Kaneda T, Minami M, Ozawa K, Akimoto Y, Utsunomiya T, Yamamoto H, Suzuki H, Sasaki Y
Department of Radiology, Nihon University School of Dentistry at Matsudo, Tokyo, Japan.
Oral Surg Oral Med Oral Pathol Oral Radiol Endod. 1995 May;79(5):634-40. doi: 10.1016/s1079-2104(05)80107-6.
Magnetic resonance imaging of 14 histopathologically confirmed cases of osteomyelitis of the mandible was retrospectively reviewed. The findings of magnetic resonance imaging were compared with conventional radiography, computed tomography, bone scintigraphy, and histopathologic examinations. All lesions in bone marrow were shown as areas of low (64%) or low-to-intermediate (36%) signal intensity on T1-weighted images, and areas of high (29%), mixed (high and low, 21%; high and intermediate, 36%) or low (14%) signal intensity on T2-weighted images. Histopathologically, high T2-weighted signal intensity areas that showed enhancement after contrast injection corresponded to active infection. These were not collections of pus but were predominantly areas of granulation tissue. Magnetic resonance imaging showed larger areas of abnormality than plain radiography or computed tomography. Bone scintigraphy did not accurately reveal the locations of lesions but showed heterogeneous increased uptake in all patients. MRI was an extremely useful technique for assessing osteomyelitis of the mandible.

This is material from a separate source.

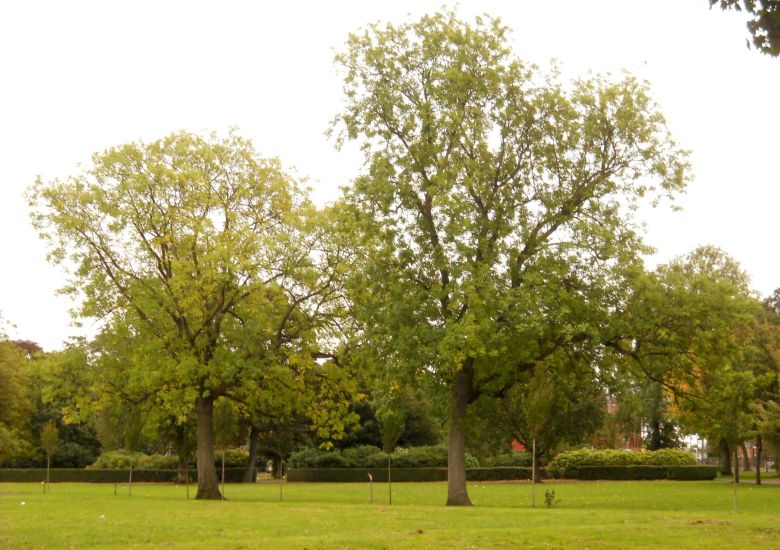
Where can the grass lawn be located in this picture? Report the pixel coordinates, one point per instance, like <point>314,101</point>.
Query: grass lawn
<point>648,514</point>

对14例经组织病理学确诊的下颌骨骨髓炎病例的磁共振成像进行了回顾性研究。将磁共振成像的结果与传统X线摄影、计算机断层扫描、骨闪烁显像及组织病理学检查结果进行了比较。骨髓内所有病变在T1加权像上均表现为低信号区(64%)或低至中等信号区(36%),在T2加权像上表现为高信号区(29%)、混合信号区(高信号与低信号,21%;高信号与中等信号,36%)或低信号区(14%)。组织病理学上,注射对比剂后呈强化的高T2加权信号区对应于活动性感染。这些区域并非脓肿,主要是肉芽组织区。磁共振成像显示的异常区域比普通X线摄影或计算机断层扫描显示的更大。骨闪烁显像不能准确显示病变部位,但所有患者均显示摄取不均匀增加。磁共振成像对于评估下颌骨骨髓炎是一项极其有用的技术。